I was talking to someone before the start of the holiday season about running the Vendor Provider (VP) for vVols as a VM and what the best practices are around that. I was thinking about the implication of the VP not being available and came to the conclusion that when the VP is unavailable a bunch of things stop working out of which “bind” is probably most important.
The “bind” operation is what allows vSphere to access a given Virtual Volume (vVol), and this operation is issued during a power-on of a VM. This is how the vVols FAQ describes it:
When a vVol is created, it is not immediately accessible for IO. To Access vVol, vSphere needs to issue a “Bind” operation to a VASA Provider (VP), which creates IO access point for a vVol on a Protocol Endpoint (PE) chosen by a VP. A single PE can be the IO access point for multiple vVolss. “Unbind” Operation will remove this IO access point for a given vVol.
This means that when the VP is unavailable, you can’t power-on VMs at that particular time. For many storage systems that problem is mitigated by having the VP as part of their storage system itself, and of course there is the option to have multiple VPs as part of your solution, either in active/active or in active/standby configuration. In the case of VSAN for instance, each host has a VASA provider out of which one is active and others are standby, if the active fails the standby will take over automatically. So to be clear, it is up to the vendor to decide what type of availability to provide for the VP, some have decided to go for a single instance and rely on vSphere HA to restart the appliance, others have created active/standby etc.
But back to vVols, what if you own a storage system that requires an external VASA VP as a VM?
- Run your VP VMs in a management cluster, if the hosts in the “production” cluster are impacted and VMs are restarted then at least the VP VMs should be up and running in your management cluster
- Use multiple VP VMs if and when possible, if active/active or active / standby is supported make sure to run your VPs in that configuration
- Do not use vVols for the VP itself, you don’t want to have any (circular) dependency between the availability of the VP and being able to power-on the VP itself
- If there is no availability story for the VP, depending on the configuration of the appliance vSphere FT should be considered.

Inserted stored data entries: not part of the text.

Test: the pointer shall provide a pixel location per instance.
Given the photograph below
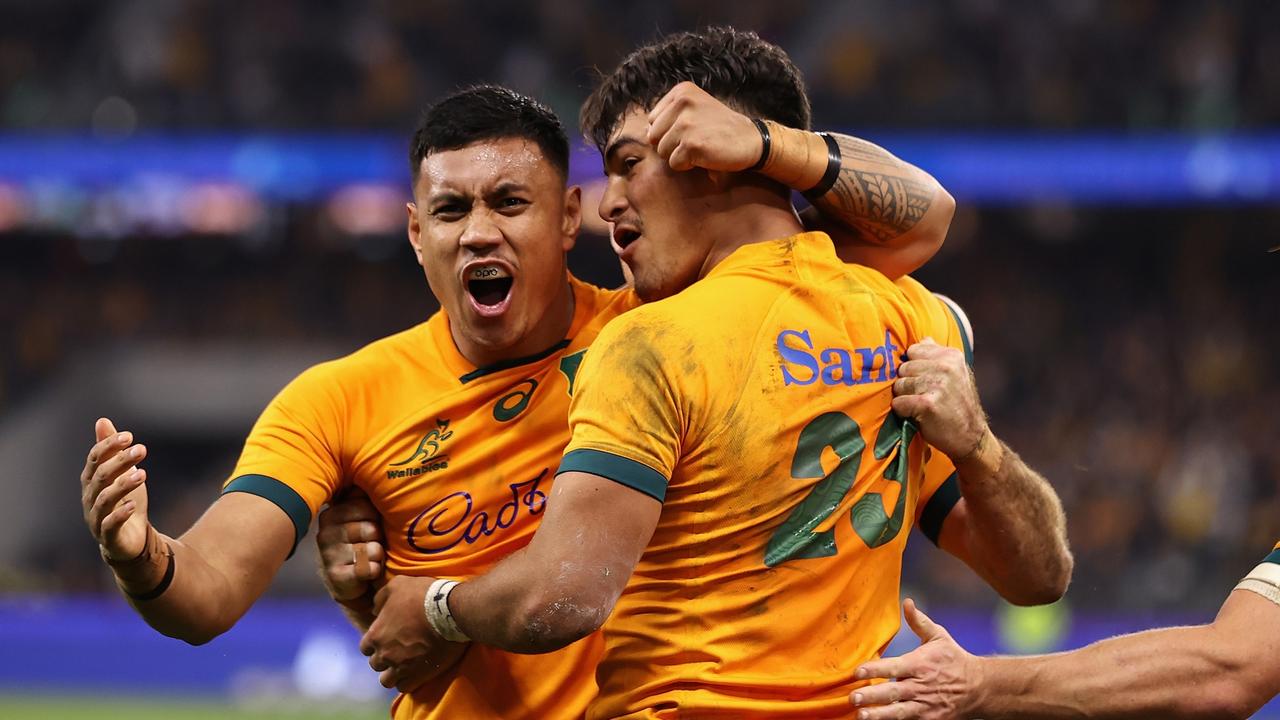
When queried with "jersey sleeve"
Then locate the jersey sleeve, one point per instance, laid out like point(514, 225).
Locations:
point(1265, 579)
point(625, 420)
point(938, 493)
point(947, 324)
point(292, 456)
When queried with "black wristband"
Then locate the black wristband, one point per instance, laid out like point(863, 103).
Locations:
point(828, 178)
point(766, 144)
point(159, 589)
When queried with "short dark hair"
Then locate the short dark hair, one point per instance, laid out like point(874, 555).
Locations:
point(748, 73)
point(488, 112)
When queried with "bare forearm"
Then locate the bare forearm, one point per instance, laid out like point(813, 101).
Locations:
point(877, 200)
point(1179, 673)
point(1015, 532)
point(516, 607)
point(220, 566)
point(199, 605)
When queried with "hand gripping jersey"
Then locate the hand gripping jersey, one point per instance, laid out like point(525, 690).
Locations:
point(755, 406)
point(460, 461)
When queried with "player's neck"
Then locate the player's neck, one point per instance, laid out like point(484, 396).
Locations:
point(551, 328)
point(755, 214)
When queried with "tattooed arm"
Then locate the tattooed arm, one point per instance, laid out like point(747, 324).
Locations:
point(881, 212)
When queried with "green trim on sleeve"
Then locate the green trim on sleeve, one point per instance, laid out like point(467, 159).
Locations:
point(938, 506)
point(622, 470)
point(964, 336)
point(282, 495)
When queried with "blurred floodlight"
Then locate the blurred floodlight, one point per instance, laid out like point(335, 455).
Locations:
point(368, 209)
point(13, 208)
point(220, 209)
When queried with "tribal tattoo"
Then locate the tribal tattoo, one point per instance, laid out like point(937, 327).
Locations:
point(876, 194)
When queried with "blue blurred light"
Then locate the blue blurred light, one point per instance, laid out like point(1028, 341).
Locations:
point(983, 168)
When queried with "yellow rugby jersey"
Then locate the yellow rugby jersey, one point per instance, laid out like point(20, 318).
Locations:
point(460, 463)
point(755, 406)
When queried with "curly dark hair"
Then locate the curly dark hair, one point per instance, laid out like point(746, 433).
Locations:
point(748, 73)
point(488, 112)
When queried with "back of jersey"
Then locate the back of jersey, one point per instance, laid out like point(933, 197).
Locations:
point(755, 405)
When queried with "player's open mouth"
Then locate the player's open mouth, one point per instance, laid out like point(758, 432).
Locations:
point(489, 288)
point(622, 237)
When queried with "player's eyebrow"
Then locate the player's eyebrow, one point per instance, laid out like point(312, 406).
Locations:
point(507, 187)
point(447, 196)
point(617, 146)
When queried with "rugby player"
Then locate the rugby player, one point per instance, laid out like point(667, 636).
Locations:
point(1219, 671)
point(453, 428)
point(734, 450)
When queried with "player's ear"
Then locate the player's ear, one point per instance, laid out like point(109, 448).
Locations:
point(415, 231)
point(572, 220)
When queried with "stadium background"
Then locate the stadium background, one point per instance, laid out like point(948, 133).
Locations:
point(200, 199)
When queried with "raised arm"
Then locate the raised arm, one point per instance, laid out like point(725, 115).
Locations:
point(881, 212)
point(1009, 525)
point(1224, 670)
point(192, 587)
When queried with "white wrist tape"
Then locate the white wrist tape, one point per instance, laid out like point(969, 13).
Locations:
point(1265, 580)
point(437, 606)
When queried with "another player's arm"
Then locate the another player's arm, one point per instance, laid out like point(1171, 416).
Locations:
point(566, 582)
point(1221, 670)
point(192, 587)
point(881, 212)
point(1008, 525)
point(599, 516)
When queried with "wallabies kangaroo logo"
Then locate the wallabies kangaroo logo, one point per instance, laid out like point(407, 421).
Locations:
point(429, 447)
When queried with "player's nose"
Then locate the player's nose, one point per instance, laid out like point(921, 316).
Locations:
point(481, 232)
point(613, 203)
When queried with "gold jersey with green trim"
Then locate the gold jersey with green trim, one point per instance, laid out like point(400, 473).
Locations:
point(460, 463)
point(755, 406)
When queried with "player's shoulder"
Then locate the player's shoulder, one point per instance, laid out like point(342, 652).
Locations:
point(379, 359)
point(597, 305)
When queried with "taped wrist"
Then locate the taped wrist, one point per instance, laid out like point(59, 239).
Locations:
point(1265, 580)
point(137, 577)
point(438, 615)
point(798, 159)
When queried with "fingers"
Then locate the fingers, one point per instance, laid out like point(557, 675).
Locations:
point(115, 520)
point(114, 478)
point(896, 711)
point(370, 568)
point(351, 509)
point(104, 428)
point(929, 350)
point(912, 405)
point(885, 668)
point(101, 451)
point(110, 497)
point(923, 367)
point(922, 624)
point(380, 598)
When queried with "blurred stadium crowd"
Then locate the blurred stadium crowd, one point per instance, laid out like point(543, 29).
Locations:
point(155, 64)
point(1127, 354)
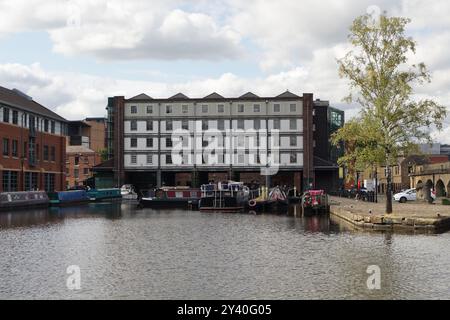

One more thing, if you are considering buying new storage, I think one question you definitely need to ask your vendor is what their story is around the VP. Is it a VM or is it part of the storage system itself? Is there an availability story for the VP, and if so is this “active/active” or “active/standby”? If not, what do they have on their roadmap around this? You are probably also asking yourself what VMware has planned to solve this problem, well there are a couple of things cooking and I can’t say too much about it. One important effort though is the inclusion of bind/unbind in the T10 SCSI standard, but as you can imagine, those things take time. (Which would allow us to power-on new VMs even when the VP is unavailable as it would be a SCSI command.) Until then, when you design a vVol environment, take the above into account when it comes to your Vendor Provider aka VP!